Now in fairness, this isn’t exactly the Laker team we know, certainly not the one that brought home last year’s title. They can’t be fully operational when Kobe Bryant is physically compromised. That in itself is the first and biggest domino, making the other dominoes fall faster on off nights. When things aren’t going well, there is no longer the real Kobe out there, supreme and supernatural, to bail them out.

And yes, if the 1985 Lakers were, as many Lakerphiles believe, the best of all the championship teams, we do remember the Memorial Day Massacre in the old Boston Garden. A 148-114 blowout, a profound embarrassment that had a lot of us wondering what the heck happened to the real Lakers. Then they regrouped, played splendidly and won the championship, stuffing Red Auerbach’s unlit cigar right back into his wrinkly old pocket.
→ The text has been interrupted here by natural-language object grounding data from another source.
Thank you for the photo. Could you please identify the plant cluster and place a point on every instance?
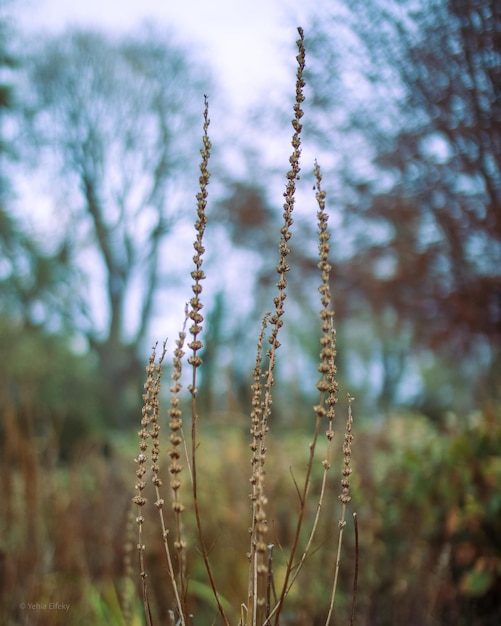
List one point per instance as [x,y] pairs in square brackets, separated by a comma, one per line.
[267,593]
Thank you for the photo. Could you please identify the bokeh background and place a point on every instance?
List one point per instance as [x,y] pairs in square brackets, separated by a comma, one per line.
[101,123]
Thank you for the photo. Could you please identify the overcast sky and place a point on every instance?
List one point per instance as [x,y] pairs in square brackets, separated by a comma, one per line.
[247,43]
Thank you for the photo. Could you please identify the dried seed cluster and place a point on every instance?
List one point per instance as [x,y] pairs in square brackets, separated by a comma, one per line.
[327,367]
[198,274]
[289,195]
[347,470]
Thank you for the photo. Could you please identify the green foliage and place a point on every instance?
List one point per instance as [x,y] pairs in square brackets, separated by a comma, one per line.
[48,387]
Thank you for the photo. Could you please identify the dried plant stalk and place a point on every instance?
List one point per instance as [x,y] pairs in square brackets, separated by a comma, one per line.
[258,579]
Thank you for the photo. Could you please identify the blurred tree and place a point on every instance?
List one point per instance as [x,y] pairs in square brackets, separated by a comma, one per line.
[34,284]
[416,90]
[115,125]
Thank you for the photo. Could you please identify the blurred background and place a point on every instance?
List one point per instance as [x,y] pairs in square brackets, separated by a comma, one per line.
[101,123]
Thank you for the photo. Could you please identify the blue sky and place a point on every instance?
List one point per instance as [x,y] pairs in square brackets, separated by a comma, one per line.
[246,42]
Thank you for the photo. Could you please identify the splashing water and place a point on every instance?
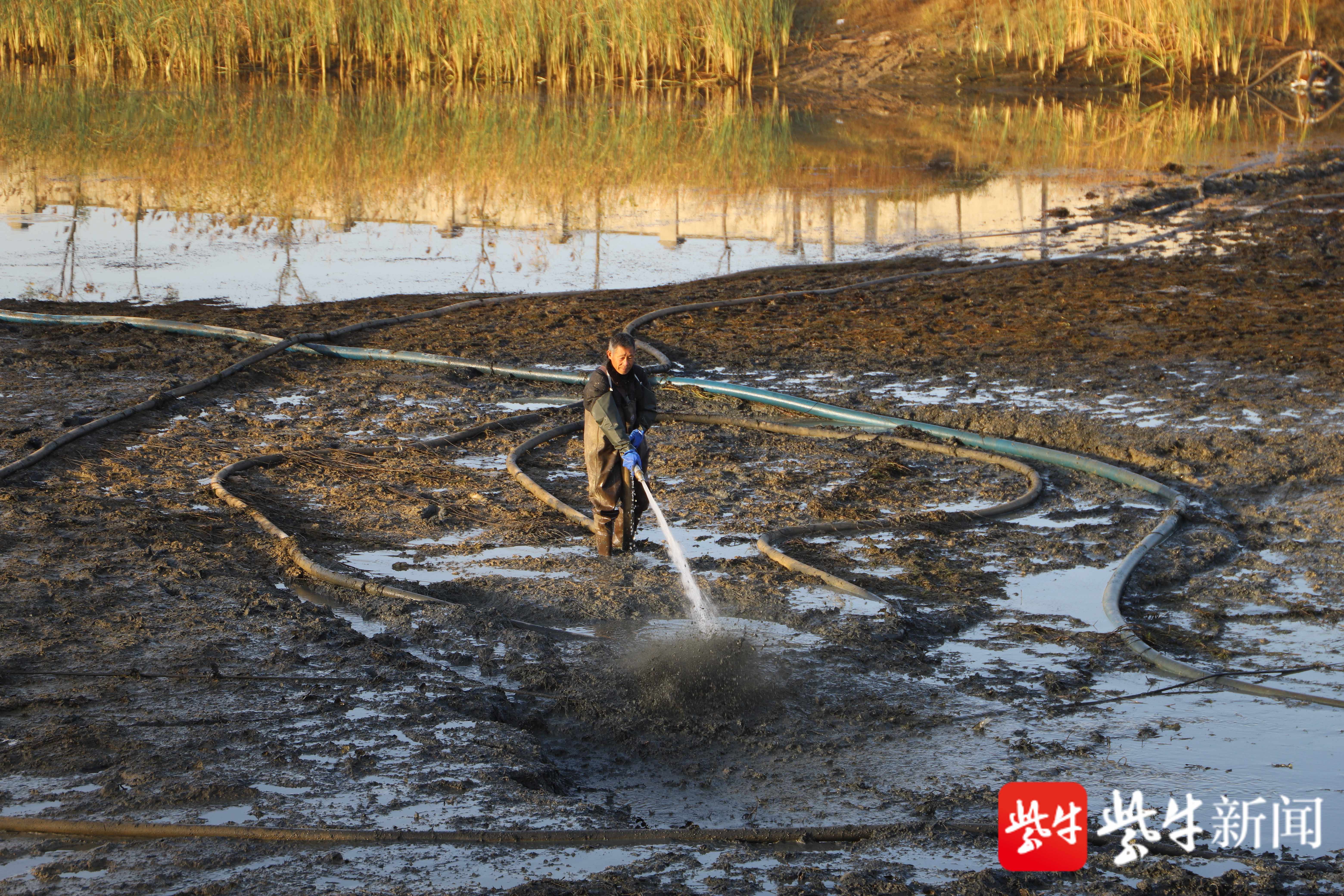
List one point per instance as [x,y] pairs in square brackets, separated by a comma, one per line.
[702,612]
So nights like Game 4 in OKC where these current Lakers were run out of the gym, they do happen.

Maybe Game 4 in OKC will be their Memorial Day Massacre a month early.

Still, much as I like raising championship banners as much as the next guy, until these entitled brats play with this kind of effort on a more frequent and consistent basis, real Laker fans, the ones who understand the rich history of the franchise, should refrain from all-out celebration.

For me, relief and resentment are the operative words of the day.

-- Ted Green

Green formerly covered the Lakers for the L.A. Times and is currently Senior Sports Producer for KTLA Prime News.